Maintaining muscle strength? Here’s a read for you to try out! How to Do A Muscle Up: Your Guide To Pulling Off This Challenging Exercise
The Benefits of Anaerobic Exercise
Cardio is important, but anaerobic exercise has its own unique set of health benefits:
When you’re able to engage in activities such as yoga, Pilates or martial arts that involve holding, lifting, or extending your body, you’re training your core muscles, which will help strengthen your posture and reduce back pain.
In addition to improving your posture, anaerobic exercises challenge and improve the range of motion in your joints, which will help reduce any associated pain or stiffness.
Increased Cardiac Output:
High-intensity exercise can increase your heart rate, causing your heart to work harder and expand in size. The result? More blood flowing through your body, delivering oxygen and nutrients to muscles and cells.
Increased oxygen intake and metabolic efficiency result from anaerobic exercise, which means you’ll burn calories more quickly.
The combination of low oxygen concentration and high intensity of anaerobic exercise means the muscles underneath get a serious workout. This in turn, causes the muscles to grow stronger and denser.
The Drawbacks of Anaerobic Exercise
While anaerobic exercise has many benefits, it also comes with a few potential side effects, including the following:
Increased Risk of Injury:
Muscles that aren’t used to working in this fashion will at first experience significant tenderness and soreness, which will subside after a couple of days. The risk of injury is highest during the first couple of months of training.
Increased Heart Rate:
When you engage in anaerobic exercise, your body responds by increasing your heart rate.

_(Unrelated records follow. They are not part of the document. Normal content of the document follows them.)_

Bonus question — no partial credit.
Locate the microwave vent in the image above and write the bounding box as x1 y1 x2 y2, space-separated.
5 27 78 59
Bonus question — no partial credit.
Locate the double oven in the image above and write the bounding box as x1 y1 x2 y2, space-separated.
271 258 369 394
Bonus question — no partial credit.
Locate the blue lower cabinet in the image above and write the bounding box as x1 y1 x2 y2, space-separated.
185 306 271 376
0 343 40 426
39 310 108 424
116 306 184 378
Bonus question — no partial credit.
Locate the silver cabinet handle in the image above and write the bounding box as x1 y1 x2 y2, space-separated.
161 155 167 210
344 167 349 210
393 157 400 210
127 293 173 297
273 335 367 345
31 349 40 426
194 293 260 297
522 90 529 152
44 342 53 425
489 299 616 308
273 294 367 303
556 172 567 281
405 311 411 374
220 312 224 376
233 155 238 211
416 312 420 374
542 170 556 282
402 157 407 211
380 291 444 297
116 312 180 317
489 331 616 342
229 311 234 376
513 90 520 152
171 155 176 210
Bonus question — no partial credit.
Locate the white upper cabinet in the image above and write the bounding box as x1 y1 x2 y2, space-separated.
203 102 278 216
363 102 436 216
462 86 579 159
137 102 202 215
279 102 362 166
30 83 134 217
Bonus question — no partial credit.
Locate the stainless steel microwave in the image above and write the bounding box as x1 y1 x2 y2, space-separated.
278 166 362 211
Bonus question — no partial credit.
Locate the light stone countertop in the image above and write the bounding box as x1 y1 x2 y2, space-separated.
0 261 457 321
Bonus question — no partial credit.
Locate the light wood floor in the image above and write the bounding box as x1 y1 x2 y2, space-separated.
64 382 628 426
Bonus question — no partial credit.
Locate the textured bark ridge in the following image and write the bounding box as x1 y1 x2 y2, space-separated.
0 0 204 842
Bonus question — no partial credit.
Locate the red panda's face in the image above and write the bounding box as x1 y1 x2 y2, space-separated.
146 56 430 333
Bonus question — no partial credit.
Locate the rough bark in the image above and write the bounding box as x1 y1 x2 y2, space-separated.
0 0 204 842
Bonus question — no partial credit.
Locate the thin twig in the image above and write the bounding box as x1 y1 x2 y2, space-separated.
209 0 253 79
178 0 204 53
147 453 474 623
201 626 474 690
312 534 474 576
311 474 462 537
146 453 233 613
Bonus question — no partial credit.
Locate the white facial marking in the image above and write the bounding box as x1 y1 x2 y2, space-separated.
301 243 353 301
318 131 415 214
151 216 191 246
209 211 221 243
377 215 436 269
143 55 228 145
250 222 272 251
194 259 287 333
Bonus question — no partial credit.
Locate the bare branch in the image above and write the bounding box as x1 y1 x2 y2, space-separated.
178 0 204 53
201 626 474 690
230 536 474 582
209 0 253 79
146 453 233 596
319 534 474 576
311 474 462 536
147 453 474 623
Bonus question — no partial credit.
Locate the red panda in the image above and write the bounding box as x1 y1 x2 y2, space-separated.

This can result in your heart beating faster and harder, which is usually accompanied by a mild to moderate increase in blood pressure.

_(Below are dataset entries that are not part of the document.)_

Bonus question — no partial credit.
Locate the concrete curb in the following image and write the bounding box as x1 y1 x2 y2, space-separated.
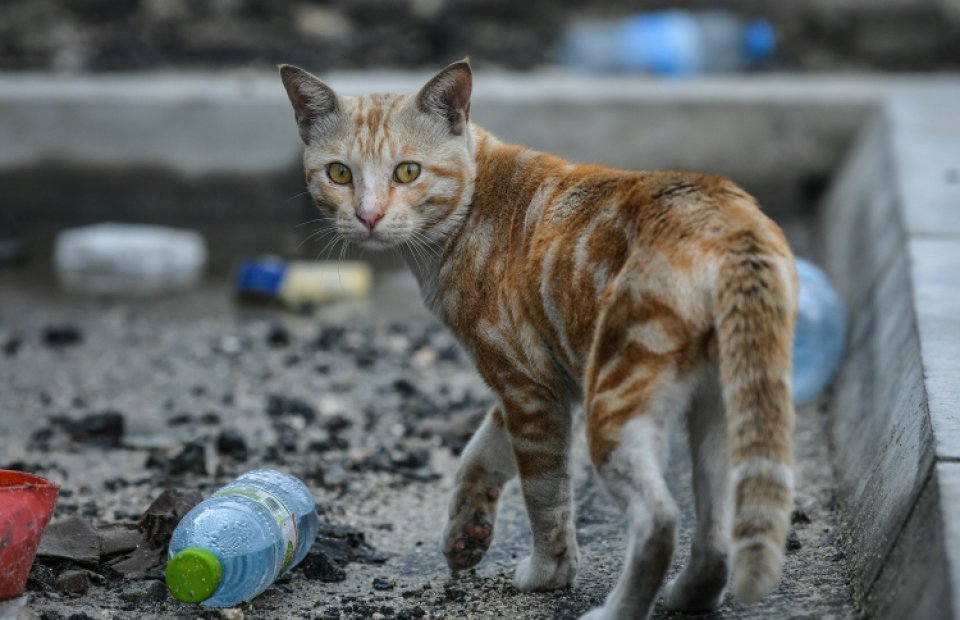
0 73 960 618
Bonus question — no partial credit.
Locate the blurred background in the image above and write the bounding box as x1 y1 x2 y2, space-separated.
0 0 960 73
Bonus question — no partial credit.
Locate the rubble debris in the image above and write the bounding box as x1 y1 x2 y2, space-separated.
297 548 347 583
37 517 100 564
267 394 317 423
50 410 125 448
166 441 207 476
120 580 167 605
56 570 90 595
42 323 83 348
138 489 203 548
97 523 143 558
217 428 247 463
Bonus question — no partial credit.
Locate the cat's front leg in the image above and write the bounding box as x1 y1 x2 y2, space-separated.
504 392 579 592
443 406 517 572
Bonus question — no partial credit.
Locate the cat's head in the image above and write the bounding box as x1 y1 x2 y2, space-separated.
280 60 476 250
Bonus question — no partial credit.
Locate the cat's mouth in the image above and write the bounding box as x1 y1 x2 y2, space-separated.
351 230 397 252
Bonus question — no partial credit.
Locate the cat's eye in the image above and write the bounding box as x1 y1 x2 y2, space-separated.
393 161 420 183
327 161 353 185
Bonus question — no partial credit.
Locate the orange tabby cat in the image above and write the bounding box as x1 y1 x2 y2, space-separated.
280 61 797 618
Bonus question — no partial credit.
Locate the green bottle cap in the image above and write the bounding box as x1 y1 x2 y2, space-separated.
166 547 223 603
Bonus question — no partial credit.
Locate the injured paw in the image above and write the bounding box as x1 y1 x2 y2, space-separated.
443 487 500 571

Bright lights, dazzling lights, flashing lights? All of these can impair your vision during anaerobic exercise, which can lead to headaches, eyestrain, or other symptoms.
Increased Sense of Smell:
Some athletes report a heightened sense of smell during and after anaerobic exercise. While this doesn’t seem to be a common side effect, it’s something to be aware of if you’re particularly susceptible.

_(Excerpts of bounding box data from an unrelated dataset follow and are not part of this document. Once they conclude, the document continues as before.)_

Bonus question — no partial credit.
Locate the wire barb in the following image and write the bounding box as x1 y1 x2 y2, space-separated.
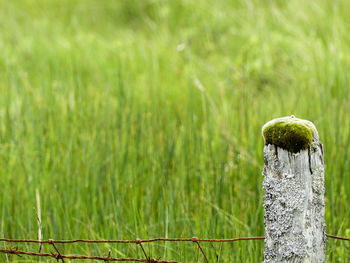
192 237 209 263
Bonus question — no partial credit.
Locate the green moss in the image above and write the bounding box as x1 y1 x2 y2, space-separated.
262 116 316 153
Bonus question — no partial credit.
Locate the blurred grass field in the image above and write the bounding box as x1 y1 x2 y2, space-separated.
0 0 350 262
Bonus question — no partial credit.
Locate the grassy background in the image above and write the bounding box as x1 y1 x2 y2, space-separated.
0 0 350 262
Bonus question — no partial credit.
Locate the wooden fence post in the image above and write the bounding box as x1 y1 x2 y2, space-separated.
263 116 326 263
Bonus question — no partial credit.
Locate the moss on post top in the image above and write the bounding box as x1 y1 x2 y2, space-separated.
262 115 318 153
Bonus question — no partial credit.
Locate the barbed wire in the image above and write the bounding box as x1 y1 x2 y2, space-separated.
0 234 350 263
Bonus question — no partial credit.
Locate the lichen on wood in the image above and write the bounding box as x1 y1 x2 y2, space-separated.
263 117 326 263
263 116 317 153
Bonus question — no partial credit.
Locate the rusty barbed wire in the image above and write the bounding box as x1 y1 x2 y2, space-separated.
0 234 350 263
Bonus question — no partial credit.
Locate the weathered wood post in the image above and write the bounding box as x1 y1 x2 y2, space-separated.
263 116 326 263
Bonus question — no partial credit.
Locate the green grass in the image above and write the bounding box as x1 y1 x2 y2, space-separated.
0 0 350 262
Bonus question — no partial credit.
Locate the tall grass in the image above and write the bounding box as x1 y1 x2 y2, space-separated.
0 0 350 262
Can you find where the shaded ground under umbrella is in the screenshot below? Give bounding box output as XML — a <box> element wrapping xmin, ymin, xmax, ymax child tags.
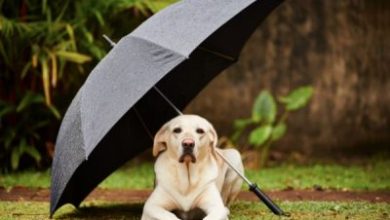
<box><xmin>50</xmin><ymin>0</ymin><xmax>282</xmax><ymax>215</ymax></box>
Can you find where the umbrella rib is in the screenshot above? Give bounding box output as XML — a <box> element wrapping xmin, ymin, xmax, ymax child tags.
<box><xmin>153</xmin><ymin>86</ymin><xmax>183</xmax><ymax>115</ymax></box>
<box><xmin>198</xmin><ymin>47</ymin><xmax>237</xmax><ymax>62</ymax></box>
<box><xmin>133</xmin><ymin>106</ymin><xmax>153</xmax><ymax>140</ymax></box>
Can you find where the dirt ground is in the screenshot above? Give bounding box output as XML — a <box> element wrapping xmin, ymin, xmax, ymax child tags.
<box><xmin>0</xmin><ymin>187</ymin><xmax>390</xmax><ymax>203</ymax></box>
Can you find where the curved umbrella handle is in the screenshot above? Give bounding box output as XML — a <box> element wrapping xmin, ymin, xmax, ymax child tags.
<box><xmin>249</xmin><ymin>183</ymin><xmax>290</xmax><ymax>216</ymax></box>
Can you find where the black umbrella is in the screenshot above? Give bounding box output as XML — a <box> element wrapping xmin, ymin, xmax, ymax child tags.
<box><xmin>50</xmin><ymin>0</ymin><xmax>282</xmax><ymax>215</ymax></box>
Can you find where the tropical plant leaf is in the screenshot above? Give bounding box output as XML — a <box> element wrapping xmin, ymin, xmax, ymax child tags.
<box><xmin>56</xmin><ymin>51</ymin><xmax>91</xmax><ymax>64</ymax></box>
<box><xmin>249</xmin><ymin>125</ymin><xmax>272</xmax><ymax>148</ymax></box>
<box><xmin>233</xmin><ymin>118</ymin><xmax>255</xmax><ymax>129</ymax></box>
<box><xmin>252</xmin><ymin>91</ymin><xmax>277</xmax><ymax>124</ymax></box>
<box><xmin>16</xmin><ymin>91</ymin><xmax>44</xmax><ymax>112</ymax></box>
<box><xmin>271</xmin><ymin>122</ymin><xmax>287</xmax><ymax>141</ymax></box>
<box><xmin>50</xmin><ymin>53</ymin><xmax>58</xmax><ymax>88</ymax></box>
<box><xmin>279</xmin><ymin>86</ymin><xmax>314</xmax><ymax>111</ymax></box>
<box><xmin>11</xmin><ymin>146</ymin><xmax>21</xmax><ymax>170</ymax></box>
<box><xmin>0</xmin><ymin>105</ymin><xmax>15</xmax><ymax>119</ymax></box>
<box><xmin>41</xmin><ymin>58</ymin><xmax>51</xmax><ymax>106</ymax></box>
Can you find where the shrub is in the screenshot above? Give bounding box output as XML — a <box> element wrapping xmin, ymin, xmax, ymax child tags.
<box><xmin>230</xmin><ymin>86</ymin><xmax>313</xmax><ymax>166</ymax></box>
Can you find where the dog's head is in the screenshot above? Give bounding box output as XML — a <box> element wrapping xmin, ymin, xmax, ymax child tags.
<box><xmin>153</xmin><ymin>115</ymin><xmax>217</xmax><ymax>163</ymax></box>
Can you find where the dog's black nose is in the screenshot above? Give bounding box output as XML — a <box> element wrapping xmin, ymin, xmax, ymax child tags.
<box><xmin>181</xmin><ymin>138</ymin><xmax>195</xmax><ymax>148</ymax></box>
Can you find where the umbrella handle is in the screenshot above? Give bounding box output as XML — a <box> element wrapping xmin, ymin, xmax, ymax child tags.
<box><xmin>249</xmin><ymin>183</ymin><xmax>290</xmax><ymax>216</ymax></box>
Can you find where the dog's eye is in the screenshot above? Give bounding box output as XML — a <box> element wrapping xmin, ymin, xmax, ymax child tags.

Which Type of Anaerobic Exercise Is Right for You?
If you’re just starting it’s best to start with a low-intensity activity such as walking or light jogging. This allows your body to become accustomed to generating power without placing additional stress on your joints.
Once you’ve built up your endurance, you can slowly increase your intensity level by adding short intervals of high-intensity activity, such as sprinting or playing a sport, to your routine.
Also, keep in mind that the type of anaerobic exercise you choose to participate in should be enjoyable. If it’s not fun for you, you’re likely to grow weary from it and give up too soon.
Anaerobic exercise is highly effective for burning fat, strengthening muscles, and increasing your cardiac output. It can also improve your flexibility, boost your metabolism, and reduce your risk of heart disease.
If you’re interested in improving your health, it’s best to choose anaerobic exercises that suit your lifestyle and fitness goals. For example, if you’re looking to build muscle, you may prefer weight-training exercises.
However, if you have a limited amount of time, you may want to consider skipping exercises that require a lot of equipment or require you to be in a specific location, and instead, opt for an activity that can be done at home or in the convenience of your own space.